News Roundup Friday 3rd May 2019



Hancock: Taxes will go up to pay for care

Health Secretary Matt Hancock yesterday admitted taxes would have to rise to pay for social care but people should not have to sell their home to pay for it. Under questioning from peers, he also suggested an insurance scheme modelled on the “auto-enrolment” system for workplace pensions should be set up to help people cope with the cost of a care home in later life.

The Sun, Page: 2 The Daily Telegraph, Page: 2 Daily Express, Page: 8

Quarterly stamp duty receipts fall by 8%

Figures from HMRC yesterday show that its quarterly take from stamp duty land tax fell by £152m, or 8.1%, on the same quarter last year, reflecting a 4.9% fall in transactions to 225,500. The number of transactions above £1m was down by 14% on the same quarter last year, with the most significant impact on transactions for homes priced between £1m and £2m.

The Times, Page: 38

Online sales tax would cut rates bills, says Tesco

Tesco has urged the Chancellor to introduce a 2% online sales tax – which would generate a £1.5bn windfall for the high street. The retailer said the proposal would raise enough cash to cut the business rates bill of every shop by 20%.

The Sun, Page: 6


Alliance to launch platform to promote UK fintechs overseas

A UK government-backed fintech platform is to launch aimed at stimulating growth among UK fintechs. The FinTech Alliance will also focus on promoting international opportunities for networking and accessing funding, enabling the nation’s fintechs to grow globally. Principal partners of the new project include Dun & Bradstreet; software development business Endava; financial services company First Data; PwC; Vocalink; and White & Case. Alastair Lukies, who sits on the Prime Minister’s Business Council, is chair of the alliance. He said: “This new community-driven platform is an excellent tool for fintechs which will help stimulate much needed growth in the regions as well as in the other nations of the UK and internationally. I believe that it’s vital that all fintechs, whether they are based in Shoreditch, Leeds or Glasgow, have the same opportunities to fulfil their potential.”

The Scotsman, Page: 34

Rural areas and small businesses suffer as ATMs vanish

Campaigners are warning that one in ten cash machines are under threat as thousands are converted to charge for withdrawals or are being removed completely. In the first three months of the year, 1,700 ATMs have begun charging up to £1.99 per withdrawal. Federation of Small Businesses chairman Mike Cherry said: “Many small firms still have customers that want to pay in cash. Every pound lost to ATM charges is a pound not spent with small businesses.” Mr Cherry also called for a new regulator to be given responsibility for protecting free access to cash, warning: “Otherwise, we risk hurtling towards a cashless society that millions are not ready for yet.”
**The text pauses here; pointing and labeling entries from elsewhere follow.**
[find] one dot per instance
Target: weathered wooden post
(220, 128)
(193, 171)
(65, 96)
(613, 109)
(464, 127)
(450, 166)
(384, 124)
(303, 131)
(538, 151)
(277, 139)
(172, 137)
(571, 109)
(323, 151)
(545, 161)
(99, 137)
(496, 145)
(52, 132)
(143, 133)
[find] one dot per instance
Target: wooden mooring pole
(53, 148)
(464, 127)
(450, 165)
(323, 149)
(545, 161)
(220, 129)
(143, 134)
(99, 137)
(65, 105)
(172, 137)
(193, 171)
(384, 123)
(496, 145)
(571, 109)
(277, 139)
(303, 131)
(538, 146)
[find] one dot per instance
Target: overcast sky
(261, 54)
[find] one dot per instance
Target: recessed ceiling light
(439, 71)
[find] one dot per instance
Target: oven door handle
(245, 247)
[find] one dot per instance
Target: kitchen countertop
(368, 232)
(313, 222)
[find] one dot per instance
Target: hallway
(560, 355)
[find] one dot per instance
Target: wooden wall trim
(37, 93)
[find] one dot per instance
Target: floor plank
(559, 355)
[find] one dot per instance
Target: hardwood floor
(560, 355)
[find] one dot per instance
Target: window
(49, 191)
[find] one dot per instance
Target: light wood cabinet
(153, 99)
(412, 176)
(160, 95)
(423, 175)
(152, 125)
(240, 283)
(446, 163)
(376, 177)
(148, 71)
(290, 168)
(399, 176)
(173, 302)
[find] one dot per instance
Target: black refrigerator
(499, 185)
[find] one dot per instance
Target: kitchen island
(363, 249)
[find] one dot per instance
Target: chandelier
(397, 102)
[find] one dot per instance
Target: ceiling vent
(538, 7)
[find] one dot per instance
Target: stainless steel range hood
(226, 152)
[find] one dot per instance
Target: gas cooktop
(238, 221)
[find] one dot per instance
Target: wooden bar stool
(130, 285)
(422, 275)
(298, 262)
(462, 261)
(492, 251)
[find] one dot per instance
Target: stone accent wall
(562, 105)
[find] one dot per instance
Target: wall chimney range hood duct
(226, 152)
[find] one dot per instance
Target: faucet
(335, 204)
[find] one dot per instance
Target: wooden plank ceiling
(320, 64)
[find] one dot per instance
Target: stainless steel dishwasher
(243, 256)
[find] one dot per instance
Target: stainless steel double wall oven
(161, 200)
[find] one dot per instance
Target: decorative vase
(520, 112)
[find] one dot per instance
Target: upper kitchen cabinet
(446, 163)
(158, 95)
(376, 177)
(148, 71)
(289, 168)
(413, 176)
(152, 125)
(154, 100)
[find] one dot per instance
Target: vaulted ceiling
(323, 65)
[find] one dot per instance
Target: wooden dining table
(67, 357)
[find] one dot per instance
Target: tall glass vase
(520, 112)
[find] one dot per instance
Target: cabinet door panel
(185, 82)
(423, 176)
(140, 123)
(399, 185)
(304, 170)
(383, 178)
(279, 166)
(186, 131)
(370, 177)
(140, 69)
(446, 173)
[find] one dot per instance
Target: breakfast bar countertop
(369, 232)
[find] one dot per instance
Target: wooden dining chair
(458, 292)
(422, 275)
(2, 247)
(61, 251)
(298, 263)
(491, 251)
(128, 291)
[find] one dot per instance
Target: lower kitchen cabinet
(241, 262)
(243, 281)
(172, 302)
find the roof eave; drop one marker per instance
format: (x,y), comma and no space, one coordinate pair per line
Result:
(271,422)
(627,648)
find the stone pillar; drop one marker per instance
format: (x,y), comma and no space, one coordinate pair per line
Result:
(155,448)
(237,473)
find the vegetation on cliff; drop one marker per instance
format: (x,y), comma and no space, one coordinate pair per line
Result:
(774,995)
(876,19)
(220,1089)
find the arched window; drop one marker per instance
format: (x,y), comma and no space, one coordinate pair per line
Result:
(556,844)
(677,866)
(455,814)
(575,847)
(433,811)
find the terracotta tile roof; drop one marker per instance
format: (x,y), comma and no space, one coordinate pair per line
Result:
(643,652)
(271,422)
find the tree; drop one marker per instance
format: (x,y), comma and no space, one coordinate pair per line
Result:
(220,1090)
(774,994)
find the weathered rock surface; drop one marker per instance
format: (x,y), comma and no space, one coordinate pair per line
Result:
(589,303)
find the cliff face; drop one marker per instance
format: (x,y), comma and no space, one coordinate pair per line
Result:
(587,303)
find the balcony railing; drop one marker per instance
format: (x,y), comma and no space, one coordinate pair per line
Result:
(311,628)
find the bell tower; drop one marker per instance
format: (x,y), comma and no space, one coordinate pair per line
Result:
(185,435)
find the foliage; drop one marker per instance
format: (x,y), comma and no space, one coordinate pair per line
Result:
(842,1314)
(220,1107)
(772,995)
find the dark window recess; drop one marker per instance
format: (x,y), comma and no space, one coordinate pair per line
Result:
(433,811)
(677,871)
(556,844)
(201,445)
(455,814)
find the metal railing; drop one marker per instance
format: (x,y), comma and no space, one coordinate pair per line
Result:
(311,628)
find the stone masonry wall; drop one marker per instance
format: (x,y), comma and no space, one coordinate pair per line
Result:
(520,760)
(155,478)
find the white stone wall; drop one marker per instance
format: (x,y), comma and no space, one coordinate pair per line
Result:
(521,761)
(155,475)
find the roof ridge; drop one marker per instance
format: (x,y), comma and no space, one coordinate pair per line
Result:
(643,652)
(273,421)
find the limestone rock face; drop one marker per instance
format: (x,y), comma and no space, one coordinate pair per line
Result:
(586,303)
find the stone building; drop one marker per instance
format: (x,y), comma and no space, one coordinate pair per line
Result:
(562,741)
Daily Express, Page: 1, 4-5 Daily Mail, Page: 21 The Times, Page: 20


Four Seasons falls into administration

Four Seasons Health Care, one of the UK’s largest care home companies, has fallen into administration following months of uncertainty over its debts. The company, nominally owned by private equity firm Terra Firma but under the effective control of H/2 Capital, houses 17,000 elderly patients and employs 20,000 staff. Debbie Westhead, chief inspector at the Government’s Care Quality Commission, said it would advise local councils if there was a risk of care services being halted, but stressed: “We do not believe this to be the case at this time.” Alvarez & Marsal will now attempt to sell Four Seasons out of administration, allowing any potential buyer to avoid picking up its debts. More than 400 UK care home operators have collapsed in the past five years, according to BDO, including 101 last year.

The Daily Telegraph, Business, Page: 1 Daily Mail, Page: 14


Record numbers using pension freedoms

A record 539,000 people accessed their pensions in the 2018/19 tax year – a 28% year-on-year rise – withdrawing a record £8.18bn. However, the average amount being withdrawn has fallen year-on-year from £8,430 in the first year to £3,713 in 2017/18 and £3,358 this year.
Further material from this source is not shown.